University of Minnesota

Ecology Fair University of Minnesota Monarch Lab

Abstracts from Highland Elementary 2007

Highland Elementary
1700 Saunders
St. Paul, MN 55116

Year: 2007
Teacher(s): Eileen Cotter

A-MAZE-ing Ants

Lucas Z, Dexter M

Can carpenter ants learn to walk through a maze?

We have a maze that we will put the ants in.  It has a clear top that we will put on the top so they can't climb out of the maze.  We will try to see if there is a way that the ants can be taught to go through the maze correctly.

We will report our results at the Insect Fair.

Ant Eaters

Laurel S, Destiny W

If they are given a choice, what food will carpenter ants choose?

We have weighed and given them a dead mouse, a peanut butter cracker, and some canned mixed vegetables.  We are giving them as much time as possible to eat the foods we have given them.  We will weigh each of the foods again to see which they have chosen to eat the most of.  We will report the results at the Insect Fair.

Comfort Food

Ashley E, Erica M

If a cabbage butterfly is offered several of its preferred larval foods to lay eggs on, will she choose the same one she ate as a larva?
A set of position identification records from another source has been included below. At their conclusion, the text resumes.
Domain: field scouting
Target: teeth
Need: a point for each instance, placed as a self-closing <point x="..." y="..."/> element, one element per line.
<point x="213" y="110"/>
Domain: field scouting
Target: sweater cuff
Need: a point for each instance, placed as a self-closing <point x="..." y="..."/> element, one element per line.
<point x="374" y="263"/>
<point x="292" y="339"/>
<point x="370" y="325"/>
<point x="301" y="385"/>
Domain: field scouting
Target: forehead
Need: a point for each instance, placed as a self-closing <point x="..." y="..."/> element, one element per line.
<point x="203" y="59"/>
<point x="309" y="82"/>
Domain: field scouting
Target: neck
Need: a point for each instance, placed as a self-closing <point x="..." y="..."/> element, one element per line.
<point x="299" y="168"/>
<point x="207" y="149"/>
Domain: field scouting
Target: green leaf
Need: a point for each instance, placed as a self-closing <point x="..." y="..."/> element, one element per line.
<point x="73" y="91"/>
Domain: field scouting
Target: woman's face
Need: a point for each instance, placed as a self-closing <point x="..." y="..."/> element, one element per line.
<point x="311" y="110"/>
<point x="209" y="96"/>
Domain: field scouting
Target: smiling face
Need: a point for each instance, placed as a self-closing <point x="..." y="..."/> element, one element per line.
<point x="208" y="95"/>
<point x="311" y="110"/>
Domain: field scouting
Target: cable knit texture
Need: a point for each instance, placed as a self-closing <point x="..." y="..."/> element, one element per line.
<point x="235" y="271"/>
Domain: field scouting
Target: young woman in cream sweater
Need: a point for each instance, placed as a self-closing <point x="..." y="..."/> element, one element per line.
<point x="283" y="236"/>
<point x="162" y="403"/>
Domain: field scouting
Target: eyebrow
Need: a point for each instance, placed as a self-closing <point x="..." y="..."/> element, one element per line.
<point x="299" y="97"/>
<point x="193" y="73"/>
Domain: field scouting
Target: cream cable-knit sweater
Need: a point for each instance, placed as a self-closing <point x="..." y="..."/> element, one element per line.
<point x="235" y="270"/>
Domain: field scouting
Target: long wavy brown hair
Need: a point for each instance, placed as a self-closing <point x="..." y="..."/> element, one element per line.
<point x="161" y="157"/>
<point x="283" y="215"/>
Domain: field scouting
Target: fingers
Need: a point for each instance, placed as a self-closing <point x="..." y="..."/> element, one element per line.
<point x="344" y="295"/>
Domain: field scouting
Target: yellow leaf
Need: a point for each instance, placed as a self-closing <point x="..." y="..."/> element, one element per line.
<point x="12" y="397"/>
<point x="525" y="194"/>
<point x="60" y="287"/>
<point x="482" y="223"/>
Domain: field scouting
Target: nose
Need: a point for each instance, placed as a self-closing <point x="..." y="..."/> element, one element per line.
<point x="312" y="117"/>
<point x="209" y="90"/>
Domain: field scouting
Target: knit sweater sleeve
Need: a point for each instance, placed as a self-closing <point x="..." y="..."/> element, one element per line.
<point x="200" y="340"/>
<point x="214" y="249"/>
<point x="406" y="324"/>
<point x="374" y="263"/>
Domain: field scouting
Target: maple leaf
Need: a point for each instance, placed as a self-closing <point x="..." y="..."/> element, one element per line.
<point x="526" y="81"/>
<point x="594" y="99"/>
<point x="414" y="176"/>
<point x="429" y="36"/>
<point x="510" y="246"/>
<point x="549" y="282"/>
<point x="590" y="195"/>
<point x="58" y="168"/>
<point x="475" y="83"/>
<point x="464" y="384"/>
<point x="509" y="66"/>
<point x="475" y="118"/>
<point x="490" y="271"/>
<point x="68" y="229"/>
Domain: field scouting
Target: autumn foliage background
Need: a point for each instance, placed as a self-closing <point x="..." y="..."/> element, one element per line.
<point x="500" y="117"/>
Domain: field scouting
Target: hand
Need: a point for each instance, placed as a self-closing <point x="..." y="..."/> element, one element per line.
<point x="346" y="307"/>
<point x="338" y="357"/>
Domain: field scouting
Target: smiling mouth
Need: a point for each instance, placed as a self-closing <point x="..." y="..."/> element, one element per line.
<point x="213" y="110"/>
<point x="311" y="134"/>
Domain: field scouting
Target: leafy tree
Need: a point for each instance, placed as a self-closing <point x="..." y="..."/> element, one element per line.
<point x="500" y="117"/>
We will feed cabbage butterfly larvae several different foods from the Brassica group of plants:  broccoli, brussel sprouts, collards, and kale.  We will mark each butterfly after it emerges to know which food it ate as a larva.  We will offer each butterfly a choice of all four plants to lay eggs on.  Will she choose the same plant she ate as a larvae?

At the deadline for this abstract, our experiment is only at the chrysalis stage, so we don't know the results of our experiment yet.  We will the report the results at the Insect Fair.

Fast Frass!

Will P, Spencer W

How fast does food get turned into frass by a tobacco hornworm?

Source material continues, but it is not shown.